El modelado es un tipo de aprendizaje de comportamiento en el que una persona está influenciada por las actitudes y comportamientos que observa en otras personas. En 1967 Bandura realizó un experimento con niños que tenían miedo a los perros. A estos niños les mostró otros niños interactuando con perros durante 20 minutos al día. Después de solo 4 días, más de la mitad de los niños con miedo querían jugar con el perro.

La influencia de los medios de comunicación en el desarrollo de comportamientos es una de los argumentos que se esgrimen, por ejemplo, para afirmar que los anuncios de comida rápida y dulces contribuyen a la obesidad infantil. Debido a la misma lógica, se han prohibido en EE.UU. elementos en medios de comunicación que pueden fomentar actitudes negativas, por ejemplo fumar en una película. Por último, a veces se incluyen personajes en programas de gran audiencia con unas características determinadas (por ejemplo, el nuevo personaje de Barrio Sésamo, Julia, que presenta rasgos asociados al autismo) con la esperanza de que ayuden a los espectadores a formar actitudes positivas hacia el grupo de personas que responden a los rasgos del personaje (en el caso del ejemplo, personas diagnosticadas con autismo).


Actitudes (2)

Las actitudes también pueden formarse por asociación entre un objeto o persona y un evento agradable. Este tipo de aprendizaje se denomina condicionamiento clásico. El condicionamiento clásico fue descubierto por Pavlov cuando estudiaba el sistema digestivo en perros. Observó que, después de presentar la comida precedida del sonido de un timbre a los perros, estos empezaban a salivar al oír el timbre, sonido que habían asociado a la comida. Es decir, un estímulo neutro (timbre) asociado repetidamente con un estímulo que genera una respuesta concreta (salivación), con el tiempo el estímulo neutro despierta esa respuesta por sí mismo. Por ejemplo, si tu nuevo vecino tiene la misma raza de perro que tuviste en la infancia, es posible que asocies los buenos recuerdos de tu perro a tu vecino y que desarrolles una actitud positiva hacia él por ese simple motivo.

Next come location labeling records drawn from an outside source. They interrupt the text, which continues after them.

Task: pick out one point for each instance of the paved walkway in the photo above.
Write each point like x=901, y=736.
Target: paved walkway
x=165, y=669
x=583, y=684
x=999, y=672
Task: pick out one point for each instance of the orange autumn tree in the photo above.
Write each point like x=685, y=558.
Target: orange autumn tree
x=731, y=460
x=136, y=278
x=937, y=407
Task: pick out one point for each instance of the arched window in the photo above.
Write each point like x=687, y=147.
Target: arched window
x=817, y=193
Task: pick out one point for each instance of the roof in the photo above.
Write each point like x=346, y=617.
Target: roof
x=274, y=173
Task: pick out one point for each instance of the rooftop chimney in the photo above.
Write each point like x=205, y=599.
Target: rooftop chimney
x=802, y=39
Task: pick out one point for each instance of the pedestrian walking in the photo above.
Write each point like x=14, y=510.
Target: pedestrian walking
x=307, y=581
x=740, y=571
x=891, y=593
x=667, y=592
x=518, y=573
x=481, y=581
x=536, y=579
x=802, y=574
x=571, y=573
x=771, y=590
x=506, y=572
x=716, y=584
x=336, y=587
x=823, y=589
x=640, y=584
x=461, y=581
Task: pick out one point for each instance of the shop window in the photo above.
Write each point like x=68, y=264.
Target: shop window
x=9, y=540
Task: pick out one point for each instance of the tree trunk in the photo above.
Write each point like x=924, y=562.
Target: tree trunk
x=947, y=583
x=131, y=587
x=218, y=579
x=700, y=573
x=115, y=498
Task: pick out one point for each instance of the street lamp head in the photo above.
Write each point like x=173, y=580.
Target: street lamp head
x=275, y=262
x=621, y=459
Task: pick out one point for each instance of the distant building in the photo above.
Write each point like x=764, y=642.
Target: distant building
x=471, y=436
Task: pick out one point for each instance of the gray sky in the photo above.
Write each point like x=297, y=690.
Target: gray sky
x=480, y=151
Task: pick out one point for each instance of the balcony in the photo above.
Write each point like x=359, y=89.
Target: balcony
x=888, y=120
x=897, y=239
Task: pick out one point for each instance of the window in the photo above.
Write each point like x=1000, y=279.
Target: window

Las actitudes pueden condicionarse con la mera exposición repetida a un estímulo. ¿A Meraexpoquién no le ha ocurrido que la primera vez que escucha una canción no le gusta y a base de oírla repetidas veces cada vez le gusta más? Es un ejemplo de efecto de mera exposición.

Igualmente, las actitudes pueden cambiarse o reforzarse con persuasión subliminal, un tipo de persuasión a nivel inconsciente que sucede al presentar estímulos con rapidez.

Además, las actitudes pueden modificarse utilizando el condicionamiento operante, que es aquel en el que se premia el aprendizaje del comportamiento deseado y así el comportamiento ignorado (no deseado) disminuye.